30 January 2012

Today we’ll meet in the lab to work on Task 4 and on your Sestina.  A reminder that Task 4 is due by the end of the trimester, but your Sestina is due tomorrow.

In terms of ground rules for the sestina, let me offer a few guiding lights:

  • USE evocative words as your end words (specific nouns, active verbs).  This actually helps the poem to have some movement.
  • DO NOT USE end words that are pronouns (he, she, you, this, that), articles (the, a, an) and weak verbs (to be, to have)

Think about rink keeper–fury, pleasure, hockey, Esposito, slapshots.  Or think about Elizabeth Bishop’s sestina–house, grandmother, child, stove, almanac, tears.  These are not cop-out words!  :)

27 Jan 2012

Today we did vocabulary

  • siphon – tube – siphon – to use a tube to remove some gas or liquid from another container
  • son – sound – resonate – sound echoes inside of something (thanks Arthur W)
  • spec, spic – look, see – spectator – one who watches
  • spir – breathe – respirate – to breathe
  • spont – by one’s own force – spontaneous – describes an activity undertaken for no particular reason but whim
  • tang, tact – touch -tangible -capable of being touched

and then finished our discussion of “Rink Keeper’s Sestina.”  Monday we’re in the lab.
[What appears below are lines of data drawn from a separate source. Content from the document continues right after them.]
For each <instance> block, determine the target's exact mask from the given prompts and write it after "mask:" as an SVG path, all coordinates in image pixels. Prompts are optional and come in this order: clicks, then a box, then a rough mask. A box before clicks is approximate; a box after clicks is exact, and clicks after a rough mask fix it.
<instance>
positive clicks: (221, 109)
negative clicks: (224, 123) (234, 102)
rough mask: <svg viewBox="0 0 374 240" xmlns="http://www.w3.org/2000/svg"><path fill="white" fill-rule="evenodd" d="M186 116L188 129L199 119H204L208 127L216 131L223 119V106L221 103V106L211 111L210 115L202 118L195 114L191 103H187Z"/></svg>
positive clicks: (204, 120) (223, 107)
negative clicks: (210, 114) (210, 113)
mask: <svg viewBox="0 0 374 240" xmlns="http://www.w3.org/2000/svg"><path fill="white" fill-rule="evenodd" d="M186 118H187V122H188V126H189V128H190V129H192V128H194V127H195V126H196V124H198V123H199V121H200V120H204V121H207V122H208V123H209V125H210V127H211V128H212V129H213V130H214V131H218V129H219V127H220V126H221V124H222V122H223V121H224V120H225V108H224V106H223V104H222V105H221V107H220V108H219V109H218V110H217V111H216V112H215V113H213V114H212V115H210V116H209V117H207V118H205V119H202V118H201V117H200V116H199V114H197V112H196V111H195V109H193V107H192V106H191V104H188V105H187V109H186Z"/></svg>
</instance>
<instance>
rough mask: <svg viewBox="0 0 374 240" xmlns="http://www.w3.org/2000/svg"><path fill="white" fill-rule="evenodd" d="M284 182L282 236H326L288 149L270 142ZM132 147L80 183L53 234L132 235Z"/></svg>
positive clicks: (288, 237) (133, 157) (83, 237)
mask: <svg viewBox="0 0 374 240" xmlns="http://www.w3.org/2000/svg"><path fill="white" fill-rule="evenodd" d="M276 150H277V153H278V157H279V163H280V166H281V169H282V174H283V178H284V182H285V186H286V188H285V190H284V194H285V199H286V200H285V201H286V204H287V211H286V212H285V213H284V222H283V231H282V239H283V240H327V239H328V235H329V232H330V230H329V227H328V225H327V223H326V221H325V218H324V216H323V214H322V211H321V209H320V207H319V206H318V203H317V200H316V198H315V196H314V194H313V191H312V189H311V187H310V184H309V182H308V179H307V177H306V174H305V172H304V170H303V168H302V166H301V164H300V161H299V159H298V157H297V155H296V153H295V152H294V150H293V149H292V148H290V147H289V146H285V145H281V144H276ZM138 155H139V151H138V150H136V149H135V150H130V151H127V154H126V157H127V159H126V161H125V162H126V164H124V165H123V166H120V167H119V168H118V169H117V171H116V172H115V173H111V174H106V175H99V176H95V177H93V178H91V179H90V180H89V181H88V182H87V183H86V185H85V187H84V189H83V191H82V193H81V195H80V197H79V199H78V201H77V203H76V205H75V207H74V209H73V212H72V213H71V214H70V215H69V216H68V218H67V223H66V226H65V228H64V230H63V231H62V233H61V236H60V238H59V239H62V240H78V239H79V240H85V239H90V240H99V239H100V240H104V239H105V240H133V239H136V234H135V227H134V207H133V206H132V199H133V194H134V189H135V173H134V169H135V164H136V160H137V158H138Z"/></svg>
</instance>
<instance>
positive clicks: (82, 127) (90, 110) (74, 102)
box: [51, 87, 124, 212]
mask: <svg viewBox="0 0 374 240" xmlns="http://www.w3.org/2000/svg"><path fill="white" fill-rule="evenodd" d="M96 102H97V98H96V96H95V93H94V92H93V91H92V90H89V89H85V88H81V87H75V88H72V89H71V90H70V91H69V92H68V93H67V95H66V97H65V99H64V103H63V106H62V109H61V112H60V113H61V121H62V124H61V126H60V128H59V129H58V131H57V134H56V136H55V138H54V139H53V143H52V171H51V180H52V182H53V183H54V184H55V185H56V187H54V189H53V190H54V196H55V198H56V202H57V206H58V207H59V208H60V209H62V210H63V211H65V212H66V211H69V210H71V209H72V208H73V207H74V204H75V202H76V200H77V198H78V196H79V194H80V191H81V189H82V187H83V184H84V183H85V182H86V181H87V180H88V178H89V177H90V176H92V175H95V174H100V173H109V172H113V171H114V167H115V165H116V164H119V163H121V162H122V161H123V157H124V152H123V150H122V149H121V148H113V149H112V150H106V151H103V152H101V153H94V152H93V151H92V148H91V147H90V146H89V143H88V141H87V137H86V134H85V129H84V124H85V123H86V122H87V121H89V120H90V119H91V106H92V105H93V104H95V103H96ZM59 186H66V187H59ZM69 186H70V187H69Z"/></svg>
I’m going to ask you to write a Sestina of your own for Tuesday.  Be WARNED…

 

26 January 2012

Today we shared our observations and chunks on “Rink Keeper’s Sestina.”  Tonight, please do steps 3 & 5 (interpret & apply).

Also, we brainstormed a list of what a sestina is based on “Rink Keeper’s Sestina.”  Now, look at another sestina (p 4 in your packet contains Elizabeth Bishop’s “Sestina”) and add to or subtract from your definition accordingly.

See you tomorrow.

25 January 2011

Today we will finish our discussion of the critical reading essays (Nabokov, Perrine, Agassiz) and try to compress these into our critical reading skills lists (the back of your journal).  

Then, I’m going to introduce a visual method of studying text–one that promotes inductive, fish-gazing, stay-in-the-flashlight, detail-fondling interpretations.  And we’re going to practice that visual method on a poem called “Rink Keeper’s Sestina.”

Your journal prompt for this poem is simple:  Based on your observations of this one sestina, what is a sestina?

I’m eager to see what you come up with.  No Googling, no peeking, no clues, no comparing with other poems (even sestinas, at least not yet).  You’ve got yourself and the fish poem and your writing utensils.  Bon chance!

PS) The bold print above is just a small hint of the kinds of metaphors and skills you might have added to your critical reading skills list by the end of the day today.  :)

24 January 2012

Today is our writing day.  I will offer some preliminary instruction on turning your proposals into drafts, and here is a copy of these Memoir Instruction Notes.

I will also pass out a Sustained Narrative Example and a Vignette-style piece.  I hope these will help, too.

Lastly, here is a brief handout on the Fine Art of Punctuating Dialogue.  I think many of you will need it!

23 January 2012

Today we’ll start with silent reading and then we’ll begin a large group discussion of the essays you read for class today.

19-20 January 2012

19 January – Large group discussion of MLK Jr’s “Letter from a Birmingham Jail”

20 January – Please read three essays I passed out yesterday (see below).  Journal about and prepare to discuss them on MONDAY our usual writing day has been moved to TUESDAY next week.

  • Laurence Perrine “The Nature of Proof in the Interpretation of Poetry”
  • Vladimir Nabokov “Good Readers, Good Writers”
  • “The Student, the Fish & Agassiz”

The prompts for Perrine and Nabokov are typed on the front of the packet that contains both essays.  The prompt for Agassiz is a bit more simple: How might this parable work as a metaphor for critical reading.

There is a massive typographical error in one paragraph, the one in which he interprets Emily Dickinson’s poem.  It should read: The poem is a description of a sunset. The “ships of purple” are clouds. The “seas of daffodil” are skies colored golden by the setting sun. The “fantastic sailors” are the shifting colors of the sunset, like old-fashioned seamen dressed in gorgeous garments of many colors brought from exotic lands. The sun sinks and the wharf (the earth where the sun set- the scene of this colorful activity) is still. Thanks to Maisie H for pointing it out to me! A corrected version of the essay is available online at this site.

1st WARNING:  Many students feel Nabokov is arrogant and Perrine is pedantic.  That’s normal.  Try to work around your feelings so that you can access what they’re offering us.  It really is good stuff, despite them strutting their feathers a little (okay a lot).
2nd WARNING: Nabokov, Perrine and Agassiz will now occupy a similar place to Foster.  This is NOT an assignment to skimp on.  If you don’t know this stuff, and “know it good,” the rest of our time together this year is going to be difficult, and your final journal interview impossible.